Jurisprudência constitucional (26)


Princípio da legalidade penal: tipicidade; reserva parlamentar;
 norma incriminadora inovatória
 
1. A parte dispositiva de TC 3/2/2015 (96/2015; também aqui) é a seguinte:

"[...] o Tribunal Constitucional declara a inconstitucionalidade [orgânica], com força obrigatória geral, da norma do artigo 97.º do Código do Notariado, aprovado pelo Decreto-Lei n.º 207/95, de 14 de agosto, por violação da alínea c), do n.º 1 do artigo 165.º da Constituição."

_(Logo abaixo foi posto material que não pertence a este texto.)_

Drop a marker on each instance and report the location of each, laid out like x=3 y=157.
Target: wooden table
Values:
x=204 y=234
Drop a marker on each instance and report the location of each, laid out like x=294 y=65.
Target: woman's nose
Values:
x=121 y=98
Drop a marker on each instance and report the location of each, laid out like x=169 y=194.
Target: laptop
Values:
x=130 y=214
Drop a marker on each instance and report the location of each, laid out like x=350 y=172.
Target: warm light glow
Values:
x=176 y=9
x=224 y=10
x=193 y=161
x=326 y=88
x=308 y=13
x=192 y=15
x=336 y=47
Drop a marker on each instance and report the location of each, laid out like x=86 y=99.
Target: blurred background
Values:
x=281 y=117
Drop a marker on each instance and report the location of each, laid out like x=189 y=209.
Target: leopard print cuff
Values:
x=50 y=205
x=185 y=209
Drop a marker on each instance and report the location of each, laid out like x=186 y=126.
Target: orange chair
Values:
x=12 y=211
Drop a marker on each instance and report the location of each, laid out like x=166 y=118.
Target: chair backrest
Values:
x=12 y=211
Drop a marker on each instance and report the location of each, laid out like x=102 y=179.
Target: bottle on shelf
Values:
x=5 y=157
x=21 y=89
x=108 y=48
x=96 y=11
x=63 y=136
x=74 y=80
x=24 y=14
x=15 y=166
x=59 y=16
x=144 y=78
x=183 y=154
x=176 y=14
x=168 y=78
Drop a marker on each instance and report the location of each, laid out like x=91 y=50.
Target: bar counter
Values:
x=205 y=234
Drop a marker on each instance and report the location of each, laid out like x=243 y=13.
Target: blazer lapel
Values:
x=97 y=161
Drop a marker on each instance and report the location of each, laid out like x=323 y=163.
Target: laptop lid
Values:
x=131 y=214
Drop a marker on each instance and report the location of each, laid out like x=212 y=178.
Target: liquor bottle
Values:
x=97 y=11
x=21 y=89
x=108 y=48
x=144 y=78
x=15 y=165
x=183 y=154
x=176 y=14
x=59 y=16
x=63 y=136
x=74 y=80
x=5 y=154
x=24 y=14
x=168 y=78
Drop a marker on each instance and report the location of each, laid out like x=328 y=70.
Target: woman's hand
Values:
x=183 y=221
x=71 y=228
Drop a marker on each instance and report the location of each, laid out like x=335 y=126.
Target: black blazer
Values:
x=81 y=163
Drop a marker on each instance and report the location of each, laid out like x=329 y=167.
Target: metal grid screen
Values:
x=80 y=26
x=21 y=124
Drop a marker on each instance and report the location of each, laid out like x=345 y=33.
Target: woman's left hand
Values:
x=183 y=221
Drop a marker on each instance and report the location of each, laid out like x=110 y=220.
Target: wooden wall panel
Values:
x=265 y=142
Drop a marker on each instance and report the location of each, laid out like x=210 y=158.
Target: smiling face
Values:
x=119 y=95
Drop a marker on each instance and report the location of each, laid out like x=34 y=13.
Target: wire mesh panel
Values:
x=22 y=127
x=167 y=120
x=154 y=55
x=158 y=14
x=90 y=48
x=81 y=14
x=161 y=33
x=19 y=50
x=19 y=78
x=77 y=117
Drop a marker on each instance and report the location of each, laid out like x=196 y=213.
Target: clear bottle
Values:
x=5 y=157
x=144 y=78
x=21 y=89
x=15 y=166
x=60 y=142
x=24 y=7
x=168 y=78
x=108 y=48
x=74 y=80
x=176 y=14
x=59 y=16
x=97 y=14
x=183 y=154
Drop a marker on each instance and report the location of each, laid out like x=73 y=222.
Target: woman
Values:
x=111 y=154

A decisão tem vários votos de vencido, entre os quais o da Cons. M. de F. Mata-Mouros, do qual consta a seguinte passagem:

"[...] No quadro constitucional [...], a generalização do juízo de inconstitucionalidade da norma contida no artigo 97.º do Código do Notariado, empreendida no presente acórdão, além de se sustentar numa argumentação que traduz mera petição de princípio, dando como adquirido aquilo que devia ser demonstrado (a relevância político-criminal da norma), representa uma confusão entre os poderes jurisdicionais do Tribunal Constitucional no âmbito da fiscalização concreta e da fiscalização abstrata, que não se aceita.

A invalidação do artigo 97.º do Código do Notariado suscita ainda uma perplexidade: no momento em que é dado conteúdo jurídico útil à advertência, com a consagração do tipo penal relativamente ao qual a pessoa é advertida (o tipo penal genérico de crime de falsas declarações, como o atualmente previsto no artigo 348.º-A do Código Penal), a mesma advertência é declarada inconstitucional. Ora, esta declaração suscita interrogações adicionais, designadamente ao nível da justificação da reação penal para a incriminação dos outorgantes pelo crime de falsas declarações perante oficial público independentemente da verificação de qualquer advertência das consequências criminais da sua conduta. A uma advertência sem sanção (criminal) deverá seguir-se uma sanção criminal sem prévia advertência?"
 


2. O art. 97.º CNot dispunha o seguinte:

"Os outorgantes são advertidos de que incorrem nas penas aplicáveis ao crime de falsas declarações perante oficial público se, dolosamente e em prejuízo de outrem, prestarem ou confirmarem declarações falsas, devendo a advertência constar da escritura."